President's message

January and February, 1998

I would like to take this opportunity to discuss pig medicine and share some experiences that we have seen in this part of the Midwest this past year. Last year's corn crop was late and immature when it was harvested, and we ran into some very severe mycotoxin problems for the past 6 months from feeding corn. The difficulty has predominantly been with vomitoxin--we've seen concentrations in final feed products as high as 4-6 parts per million. Sows we've fed with this grain appear to be hungry but just stand and look at the feed. We normally see an improvement when new grain is placed in front of the pigs every fall, but this year's new corn is far superior to the old mycotoxin-contaminated grain I've had to feed, resulting in almost unbelievable improvement.

This points out the importance of quality nutrition in maintaining the health of pig herds. Along with the reduced feed intake, we saw obviously decreased growth rates, higher mortality rates, and a higher incidence of secondary problems. We've also seen the typical increases in incidence of S. suis and Glasser's disease in nurseries, and increased cases of Salmonella and different pneumonias in the finishing barn. To maximize performance in the pig, all legs of the stool have to be in place. Health is dependent on nutrition, environment, and management.

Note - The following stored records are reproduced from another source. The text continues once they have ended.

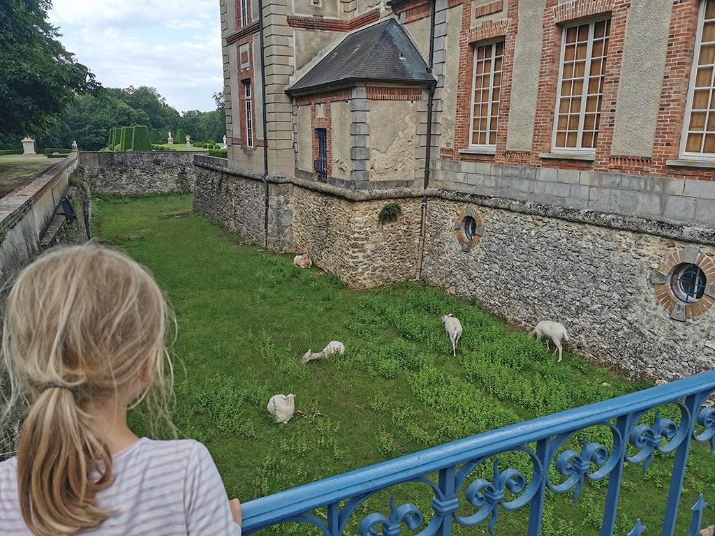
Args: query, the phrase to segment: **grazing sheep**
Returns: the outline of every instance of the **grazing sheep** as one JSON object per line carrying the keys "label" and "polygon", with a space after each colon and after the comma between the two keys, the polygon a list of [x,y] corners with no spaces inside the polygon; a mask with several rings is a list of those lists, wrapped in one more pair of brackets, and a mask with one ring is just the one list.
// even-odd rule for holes
{"label": "grazing sheep", "polygon": [[545,337],[546,339],[546,348],[548,348],[548,339],[553,341],[553,344],[558,349],[558,361],[561,362],[561,341],[568,342],[568,334],[566,333],[566,328],[563,324],[551,322],[551,320],[542,320],[536,324],[536,327],[531,332],[532,335],[536,335],[536,339]]}
{"label": "grazing sheep", "polygon": [[295,411],[295,394],[274,394],[266,406],[268,412],[275,415],[275,422],[285,424],[293,417]]}
{"label": "grazing sheep", "polygon": [[308,256],[307,253],[302,255],[296,255],[293,257],[293,264],[296,266],[299,266],[301,268],[310,268],[312,266],[312,261],[310,260],[310,257]]}
{"label": "grazing sheep", "polygon": [[345,345],[340,341],[330,341],[327,343],[327,346],[322,349],[322,352],[317,352],[315,353],[313,353],[312,350],[308,350],[306,352],[303,354],[302,362],[305,364],[309,361],[320,359],[320,357],[325,357],[326,355],[335,354],[336,352],[340,355],[342,355],[345,352]]}
{"label": "grazing sheep", "polygon": [[462,324],[459,319],[452,316],[452,313],[445,314],[442,317],[442,322],[445,324],[447,329],[447,334],[449,335],[450,340],[452,341],[452,357],[457,357],[457,343],[459,342],[459,337],[462,336]]}

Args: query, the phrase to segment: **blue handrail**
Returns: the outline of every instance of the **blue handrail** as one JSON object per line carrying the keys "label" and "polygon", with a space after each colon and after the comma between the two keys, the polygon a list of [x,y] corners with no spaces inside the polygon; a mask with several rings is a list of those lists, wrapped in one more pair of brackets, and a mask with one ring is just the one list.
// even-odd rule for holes
{"label": "blue handrail", "polygon": [[[647,467],[654,451],[674,451],[673,477],[662,532],[663,536],[672,536],[691,440],[709,442],[711,448],[715,449],[715,410],[703,406],[714,391],[715,371],[704,372],[286,490],[243,505],[244,533],[250,534],[282,522],[305,522],[317,526],[327,536],[337,536],[343,533],[357,507],[370,495],[397,484],[416,481],[434,490],[432,517],[420,535],[446,536],[451,534],[453,521],[467,526],[488,519],[493,522],[500,507],[518,510],[530,505],[528,536],[538,536],[547,487],[557,493],[573,491],[576,498],[586,480],[609,477],[601,535],[610,536],[615,525],[624,462],[644,462]],[[669,402],[681,410],[679,423],[661,419],[657,412],[653,422],[641,422],[646,412]],[[703,428],[699,434],[696,433],[696,423]],[[597,425],[606,427],[611,432],[613,442],[610,452],[596,442],[588,442],[585,436],[581,452],[563,450],[569,439]],[[536,443],[536,448],[528,447],[532,443]],[[628,445],[638,450],[636,455],[628,455]],[[526,452],[530,456],[533,467],[532,475],[523,475],[513,468],[499,468],[495,463],[492,482],[480,479],[469,484],[466,490],[461,489],[468,483],[469,473],[482,462],[510,451]],[[549,480],[552,465],[566,479],[560,484]],[[592,466],[596,467],[594,470]],[[427,477],[435,472],[439,474],[437,482]],[[516,498],[505,502],[505,489],[512,492]],[[706,504],[702,497],[701,502]],[[460,505],[469,503],[475,506],[476,513],[468,517],[460,517]],[[327,507],[327,521],[310,513],[324,507]],[[701,517],[703,507],[699,510]],[[422,525],[423,514],[413,505],[398,507],[392,504],[391,511],[389,519],[378,513],[365,517],[360,525],[360,534],[377,534],[373,527],[378,525],[385,536],[400,534],[401,523],[413,530]],[[694,512],[694,526],[699,521],[696,520],[697,512]],[[638,528],[639,525],[638,521],[631,531],[633,534],[639,534],[637,531],[643,530]],[[491,532],[492,524],[489,529]]]}

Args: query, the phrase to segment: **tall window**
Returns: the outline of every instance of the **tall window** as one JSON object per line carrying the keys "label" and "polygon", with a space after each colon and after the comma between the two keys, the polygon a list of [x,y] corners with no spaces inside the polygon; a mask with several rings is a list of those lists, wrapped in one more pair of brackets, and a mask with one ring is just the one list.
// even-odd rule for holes
{"label": "tall window", "polygon": [[241,26],[248,25],[248,0],[241,0]]}
{"label": "tall window", "polygon": [[327,135],[325,129],[315,129],[317,137],[317,158],[313,162],[313,167],[319,180],[327,180]]}
{"label": "tall window", "polygon": [[715,159],[715,1],[701,5],[681,151]]}
{"label": "tall window", "polygon": [[504,41],[475,46],[469,144],[496,147]]}
{"label": "tall window", "polygon": [[554,149],[596,152],[611,21],[564,29]]}
{"label": "tall window", "polygon": [[253,147],[253,102],[251,99],[251,81],[243,81],[243,101],[246,110],[246,147]]}

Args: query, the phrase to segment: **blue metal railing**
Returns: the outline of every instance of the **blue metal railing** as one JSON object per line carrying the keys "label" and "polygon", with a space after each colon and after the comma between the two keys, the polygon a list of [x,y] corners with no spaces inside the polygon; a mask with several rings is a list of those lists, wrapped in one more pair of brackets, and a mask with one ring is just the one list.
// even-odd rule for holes
{"label": "blue metal railing", "polygon": [[[470,527],[487,523],[491,532],[500,509],[516,510],[527,506],[528,535],[538,536],[547,489],[556,493],[573,491],[575,502],[585,482],[608,477],[601,534],[611,536],[624,465],[643,463],[645,472],[657,452],[675,453],[661,532],[662,536],[673,536],[691,440],[709,442],[711,454],[715,450],[715,410],[703,405],[714,392],[715,371],[704,372],[249,501],[243,505],[244,534],[279,523],[302,522],[319,527],[326,536],[342,535],[358,507],[370,497],[391,486],[413,482],[432,489],[430,517],[412,504],[395,505],[393,496],[389,517],[375,512],[360,520],[362,536],[380,532],[397,536],[401,528],[409,529],[405,534],[420,530],[420,536],[448,536],[455,523]],[[657,411],[653,416],[650,411],[671,403],[679,409],[679,422],[661,417]],[[589,442],[586,429],[591,427],[603,427],[613,438],[612,445]],[[581,438],[581,452],[567,448],[570,440]],[[497,460],[490,481],[473,476],[490,457],[512,452],[528,457],[531,475],[500,467]],[[550,470],[563,480],[551,482]],[[429,477],[435,472],[436,482]],[[706,504],[701,495],[691,509],[694,513],[687,536],[697,536]],[[474,513],[460,515],[465,507]],[[327,516],[313,513],[322,508],[327,508]],[[638,536],[645,530],[640,520],[633,522],[628,536]]]}

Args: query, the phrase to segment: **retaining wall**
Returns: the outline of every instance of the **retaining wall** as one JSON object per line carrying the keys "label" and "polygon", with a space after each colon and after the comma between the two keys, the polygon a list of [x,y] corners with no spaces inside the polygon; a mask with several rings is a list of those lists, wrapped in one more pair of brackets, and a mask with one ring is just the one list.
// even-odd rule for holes
{"label": "retaining wall", "polygon": [[119,195],[191,192],[194,156],[189,151],[81,152],[92,193]]}
{"label": "retaining wall", "polygon": [[[40,252],[39,242],[69,187],[77,153],[0,199],[0,284]],[[80,207],[75,207],[82,217]]]}
{"label": "retaining wall", "polygon": [[[215,159],[198,166],[194,210],[262,244],[260,179]],[[308,252],[315,266],[355,289],[415,278],[422,189],[267,182],[269,249]],[[670,381],[713,367],[715,352],[704,343],[715,339],[715,307],[674,319],[651,277],[685,249],[715,260],[715,229],[452,190],[426,193],[422,277],[430,284],[476,297],[519,328],[561,322],[571,338],[568,348],[632,378]],[[380,224],[380,210],[390,202],[402,214]],[[460,240],[465,214],[483,224],[470,247]],[[715,277],[708,281],[715,298]],[[706,294],[700,303],[715,299]]]}

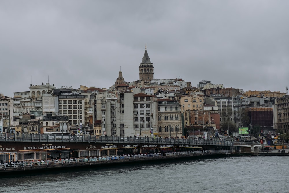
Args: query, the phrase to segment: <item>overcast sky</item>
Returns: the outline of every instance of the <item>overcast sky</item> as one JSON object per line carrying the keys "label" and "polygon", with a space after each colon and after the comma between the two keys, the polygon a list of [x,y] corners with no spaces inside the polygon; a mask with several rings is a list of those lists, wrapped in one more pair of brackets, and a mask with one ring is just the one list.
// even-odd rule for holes
{"label": "overcast sky", "polygon": [[1,1],[0,92],[155,79],[286,92],[289,1]]}

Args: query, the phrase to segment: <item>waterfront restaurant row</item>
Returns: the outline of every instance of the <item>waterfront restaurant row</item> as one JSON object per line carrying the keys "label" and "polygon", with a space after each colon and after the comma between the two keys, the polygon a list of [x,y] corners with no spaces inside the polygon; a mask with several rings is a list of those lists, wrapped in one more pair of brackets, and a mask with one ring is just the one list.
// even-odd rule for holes
{"label": "waterfront restaurant row", "polygon": [[205,146],[193,145],[114,143],[0,141],[2,163],[18,161],[81,158],[117,155],[144,154],[186,151],[230,149],[228,146]]}

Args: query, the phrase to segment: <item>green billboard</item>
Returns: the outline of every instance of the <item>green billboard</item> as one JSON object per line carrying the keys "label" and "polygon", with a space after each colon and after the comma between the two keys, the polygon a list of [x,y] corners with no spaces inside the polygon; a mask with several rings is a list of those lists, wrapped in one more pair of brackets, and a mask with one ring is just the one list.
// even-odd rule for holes
{"label": "green billboard", "polygon": [[239,134],[240,135],[249,134],[249,132],[248,132],[248,129],[249,129],[249,128],[248,127],[239,127]]}

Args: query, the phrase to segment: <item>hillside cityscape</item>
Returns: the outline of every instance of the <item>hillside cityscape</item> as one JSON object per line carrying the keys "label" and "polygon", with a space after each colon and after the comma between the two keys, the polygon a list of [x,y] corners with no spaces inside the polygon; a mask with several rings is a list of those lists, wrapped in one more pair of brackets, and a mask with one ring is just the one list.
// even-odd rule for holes
{"label": "hillside cityscape", "polygon": [[13,97],[1,93],[0,133],[205,139],[289,133],[287,93],[154,79],[146,48],[139,69],[139,80],[126,82],[120,71],[108,89],[42,82]]}

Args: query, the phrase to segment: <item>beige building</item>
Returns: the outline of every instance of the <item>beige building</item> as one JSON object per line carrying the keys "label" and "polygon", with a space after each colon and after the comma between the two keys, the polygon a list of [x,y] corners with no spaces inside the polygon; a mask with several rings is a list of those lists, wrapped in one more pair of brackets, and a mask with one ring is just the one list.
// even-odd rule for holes
{"label": "beige building", "polygon": [[273,105],[273,127],[277,132],[289,133],[289,95],[275,99]]}
{"label": "beige building", "polygon": [[183,135],[181,104],[167,99],[158,100],[158,135],[168,138]]}
{"label": "beige building", "polygon": [[180,99],[180,103],[183,112],[188,110],[201,110],[203,109],[204,98],[197,95],[183,95]]}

Our fall board meeting was held October 8. At that time, we made a change in our by-laws regarding our staffing and office relocation. We've changed the title, "Executive Secretary," to "Executive Director." Although this may sound like a minor change in terminology, it has significant ramifications. The duties of an executive secretary are mainly administrative, including managing the office, business operations, and accounting. An Executive Director has these responsibilities and more. The Executive Director provides guidance and information to elected officers on issues affecting the AASP, and ensures that the AASP has the right people in the right place with the right information. The Executive Director must bring broad-based knowledge, help us network with other stake holders, and build coalitions when necessary in public policy, so that the AASP will be where it's needed to best serve the interests of its members.

In addition to this, external representation of the AASP to industry and government will help bring a consistent message and a consistent face to our representation. As presidents rotate through the AASP, it's difficult to have a consistent influence at meetings with external organizations. An Executive Director of Tom Burkgren's qualities will help us be more active and proactive.

We live in a political world, which makes political representation very important. The AASP's creation of the Executive Director position is an important step to ensure that membership of the AASP can be better served as more complex issues come to the table.